Emory Sports Cardiologist discusses athlete’s heart risks following COVID-19

On Tuesday both the PAC-12 and Big Ten conferences postponed their fall football seasons. According to a CBS report conference athletic directors received ‘eye opening’ new information that helped them reach their decision. That information surrounded heart condition known as myocarditis.

FOX 5’s Justin Felder spoke with Dr. Jonathan Kim who is the Chief of Sports Cardiology at Emory University and the team cardiologist for Emory Athletics, Georgia Tech Athletics, Atlanta Falcons, Atlanta Hawks, Atlanta Braves, and Atlanta Dream, to find out more about the condition and how COVID-19 might create a heart issue with athletes.

Myocarditis an inflammation of the heart muscle that is typically caused by viral infections. Dr. Kim says that among the early, hospitalized patients suffering from COVD-19 was a high degree of cardiac injury. Kim says it was happening more so than is typical from other respiratory illnesses.

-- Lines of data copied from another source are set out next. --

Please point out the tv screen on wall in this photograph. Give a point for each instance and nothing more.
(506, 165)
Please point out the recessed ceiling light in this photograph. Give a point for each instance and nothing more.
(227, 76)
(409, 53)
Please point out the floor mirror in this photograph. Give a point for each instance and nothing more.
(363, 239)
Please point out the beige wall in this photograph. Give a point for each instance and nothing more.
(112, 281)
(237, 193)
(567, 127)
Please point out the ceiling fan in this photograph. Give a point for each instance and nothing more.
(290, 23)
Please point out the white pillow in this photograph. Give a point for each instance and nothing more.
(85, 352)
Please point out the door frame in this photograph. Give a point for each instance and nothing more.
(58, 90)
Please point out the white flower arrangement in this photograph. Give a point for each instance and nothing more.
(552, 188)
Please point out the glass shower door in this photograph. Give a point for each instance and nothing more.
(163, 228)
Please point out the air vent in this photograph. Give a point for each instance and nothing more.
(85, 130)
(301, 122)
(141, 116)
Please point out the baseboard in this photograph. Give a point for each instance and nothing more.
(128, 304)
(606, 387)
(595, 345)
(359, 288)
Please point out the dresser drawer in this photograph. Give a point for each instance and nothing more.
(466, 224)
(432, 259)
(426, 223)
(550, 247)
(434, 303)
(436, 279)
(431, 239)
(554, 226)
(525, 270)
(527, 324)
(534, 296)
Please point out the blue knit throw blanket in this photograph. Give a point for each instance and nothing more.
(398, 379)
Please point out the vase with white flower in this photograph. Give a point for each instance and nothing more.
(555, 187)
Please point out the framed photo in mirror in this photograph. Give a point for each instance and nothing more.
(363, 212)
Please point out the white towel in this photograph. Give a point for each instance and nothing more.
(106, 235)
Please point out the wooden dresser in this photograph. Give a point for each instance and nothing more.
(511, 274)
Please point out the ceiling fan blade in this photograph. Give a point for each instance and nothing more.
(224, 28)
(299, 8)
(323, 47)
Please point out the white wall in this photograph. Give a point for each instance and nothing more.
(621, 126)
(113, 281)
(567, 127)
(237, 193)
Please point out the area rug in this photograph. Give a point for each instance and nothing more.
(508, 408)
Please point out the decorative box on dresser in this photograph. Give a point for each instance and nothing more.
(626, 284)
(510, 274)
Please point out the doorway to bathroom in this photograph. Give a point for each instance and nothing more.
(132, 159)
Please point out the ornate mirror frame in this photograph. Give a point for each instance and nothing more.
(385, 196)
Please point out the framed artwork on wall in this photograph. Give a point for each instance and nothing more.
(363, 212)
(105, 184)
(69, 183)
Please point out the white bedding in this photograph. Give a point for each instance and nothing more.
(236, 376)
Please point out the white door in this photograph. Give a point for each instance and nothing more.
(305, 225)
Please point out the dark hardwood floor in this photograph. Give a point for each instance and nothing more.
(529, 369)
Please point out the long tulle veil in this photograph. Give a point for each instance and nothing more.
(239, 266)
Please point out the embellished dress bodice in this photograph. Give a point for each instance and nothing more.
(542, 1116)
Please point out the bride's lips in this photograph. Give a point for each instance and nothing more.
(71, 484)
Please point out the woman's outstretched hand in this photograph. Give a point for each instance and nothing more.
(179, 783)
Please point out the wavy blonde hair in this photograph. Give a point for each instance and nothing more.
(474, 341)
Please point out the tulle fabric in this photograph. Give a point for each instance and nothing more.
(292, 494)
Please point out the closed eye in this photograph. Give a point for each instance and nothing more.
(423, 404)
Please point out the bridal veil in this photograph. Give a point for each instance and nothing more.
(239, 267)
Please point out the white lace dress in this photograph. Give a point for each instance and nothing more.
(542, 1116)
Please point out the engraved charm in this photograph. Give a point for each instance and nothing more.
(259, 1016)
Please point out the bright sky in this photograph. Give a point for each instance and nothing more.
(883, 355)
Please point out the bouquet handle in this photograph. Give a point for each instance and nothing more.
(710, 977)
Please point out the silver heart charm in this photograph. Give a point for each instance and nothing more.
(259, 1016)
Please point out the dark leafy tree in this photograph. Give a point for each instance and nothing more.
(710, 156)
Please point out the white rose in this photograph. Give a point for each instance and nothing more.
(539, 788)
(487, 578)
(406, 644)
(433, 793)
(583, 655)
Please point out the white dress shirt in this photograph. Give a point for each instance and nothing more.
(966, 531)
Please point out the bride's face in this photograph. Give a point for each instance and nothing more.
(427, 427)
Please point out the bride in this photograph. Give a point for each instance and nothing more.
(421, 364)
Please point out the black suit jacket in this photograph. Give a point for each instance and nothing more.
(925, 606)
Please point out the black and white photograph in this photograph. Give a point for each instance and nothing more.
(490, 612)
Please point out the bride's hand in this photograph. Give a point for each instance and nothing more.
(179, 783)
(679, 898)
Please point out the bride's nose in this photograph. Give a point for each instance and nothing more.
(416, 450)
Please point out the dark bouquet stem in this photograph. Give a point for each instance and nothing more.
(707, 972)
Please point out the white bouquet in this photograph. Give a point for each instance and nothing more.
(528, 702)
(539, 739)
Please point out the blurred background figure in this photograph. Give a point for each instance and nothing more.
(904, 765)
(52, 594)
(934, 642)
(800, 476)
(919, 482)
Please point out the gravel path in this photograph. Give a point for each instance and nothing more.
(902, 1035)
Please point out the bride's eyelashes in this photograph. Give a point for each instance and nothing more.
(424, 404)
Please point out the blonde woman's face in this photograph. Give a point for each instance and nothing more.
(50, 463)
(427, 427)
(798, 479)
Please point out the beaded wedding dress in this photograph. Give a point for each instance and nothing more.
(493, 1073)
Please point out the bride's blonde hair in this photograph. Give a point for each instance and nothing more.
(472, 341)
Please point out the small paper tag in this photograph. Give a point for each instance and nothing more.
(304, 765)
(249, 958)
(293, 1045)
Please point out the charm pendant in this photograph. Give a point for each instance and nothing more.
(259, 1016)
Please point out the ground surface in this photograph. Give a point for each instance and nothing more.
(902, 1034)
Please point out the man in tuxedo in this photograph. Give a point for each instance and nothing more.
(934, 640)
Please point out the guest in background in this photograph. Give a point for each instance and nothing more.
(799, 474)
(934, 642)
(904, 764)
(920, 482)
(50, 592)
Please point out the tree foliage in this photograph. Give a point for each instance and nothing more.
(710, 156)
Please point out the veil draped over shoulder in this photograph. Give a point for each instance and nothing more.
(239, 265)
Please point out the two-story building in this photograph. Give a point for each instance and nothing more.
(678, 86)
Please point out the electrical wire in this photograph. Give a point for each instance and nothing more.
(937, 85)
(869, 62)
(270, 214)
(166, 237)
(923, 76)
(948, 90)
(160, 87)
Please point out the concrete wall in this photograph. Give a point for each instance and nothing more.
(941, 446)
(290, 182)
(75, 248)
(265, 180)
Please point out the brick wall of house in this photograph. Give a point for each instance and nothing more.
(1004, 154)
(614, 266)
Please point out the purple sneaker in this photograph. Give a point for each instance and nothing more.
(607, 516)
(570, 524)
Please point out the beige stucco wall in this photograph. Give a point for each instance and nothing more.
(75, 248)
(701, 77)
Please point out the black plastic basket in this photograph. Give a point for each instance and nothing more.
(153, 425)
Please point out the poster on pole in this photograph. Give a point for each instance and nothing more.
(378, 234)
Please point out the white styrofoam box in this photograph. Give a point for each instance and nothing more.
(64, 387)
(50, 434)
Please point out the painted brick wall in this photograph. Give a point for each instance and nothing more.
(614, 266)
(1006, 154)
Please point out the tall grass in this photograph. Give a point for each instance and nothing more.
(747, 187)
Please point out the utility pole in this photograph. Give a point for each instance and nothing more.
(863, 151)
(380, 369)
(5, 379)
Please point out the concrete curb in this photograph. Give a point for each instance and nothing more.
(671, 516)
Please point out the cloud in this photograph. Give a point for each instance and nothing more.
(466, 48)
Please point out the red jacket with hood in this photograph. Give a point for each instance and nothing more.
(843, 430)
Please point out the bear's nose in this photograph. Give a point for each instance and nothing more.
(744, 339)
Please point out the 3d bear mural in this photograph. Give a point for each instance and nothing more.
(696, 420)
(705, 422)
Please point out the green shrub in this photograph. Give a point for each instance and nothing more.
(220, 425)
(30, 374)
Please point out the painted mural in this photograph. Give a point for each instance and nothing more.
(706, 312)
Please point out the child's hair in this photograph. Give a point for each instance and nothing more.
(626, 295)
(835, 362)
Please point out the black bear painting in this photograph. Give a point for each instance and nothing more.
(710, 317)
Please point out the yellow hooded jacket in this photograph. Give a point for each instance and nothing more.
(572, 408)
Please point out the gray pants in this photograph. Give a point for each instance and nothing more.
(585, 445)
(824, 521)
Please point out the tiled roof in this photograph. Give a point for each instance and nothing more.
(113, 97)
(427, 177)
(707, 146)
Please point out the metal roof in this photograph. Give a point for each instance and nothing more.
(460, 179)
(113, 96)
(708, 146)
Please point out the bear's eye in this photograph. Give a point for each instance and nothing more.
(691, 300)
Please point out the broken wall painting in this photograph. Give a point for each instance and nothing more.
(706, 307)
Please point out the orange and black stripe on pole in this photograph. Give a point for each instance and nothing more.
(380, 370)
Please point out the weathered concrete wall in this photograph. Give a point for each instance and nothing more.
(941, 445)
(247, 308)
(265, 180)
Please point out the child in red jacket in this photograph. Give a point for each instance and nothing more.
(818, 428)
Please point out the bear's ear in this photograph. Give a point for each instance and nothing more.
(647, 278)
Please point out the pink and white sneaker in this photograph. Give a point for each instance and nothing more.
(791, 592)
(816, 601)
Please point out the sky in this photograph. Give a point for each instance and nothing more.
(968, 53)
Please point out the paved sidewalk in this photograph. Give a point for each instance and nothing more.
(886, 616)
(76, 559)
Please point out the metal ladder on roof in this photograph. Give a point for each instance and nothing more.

Dr. Kim says that intense exercise for a patient with myocarditis will cause more intense inflammation and that could lead to a number of heart problems.

“We know that exercise with that intense inflammation can potentially be a risk factor for the precipitation of dangerous heart rhythms and potentially even sudden cardiac arrest or death. It is one of the more common causes of sudden cardiac death in athletes despite the fact that it is not one of the most common conditions out there in the general population,” says Dr. Kim.

Dr. Kim pointed out that there is not currently enough data to determine COVID-19’s long term effect on an athlete’s heart, but he said seeing the heart damage suffered by early, hospitalized patients has shaped how he is approaching an athlete’s return following a COVID-19 diagnosis.

“Because of what we saw among the sicker population that made us feel as a sports cardiology community that we should respect the virus and we should be at least conervative in the beginning as it relates to competitive athletes coming back to the field and return to play,” said Dr. Kim.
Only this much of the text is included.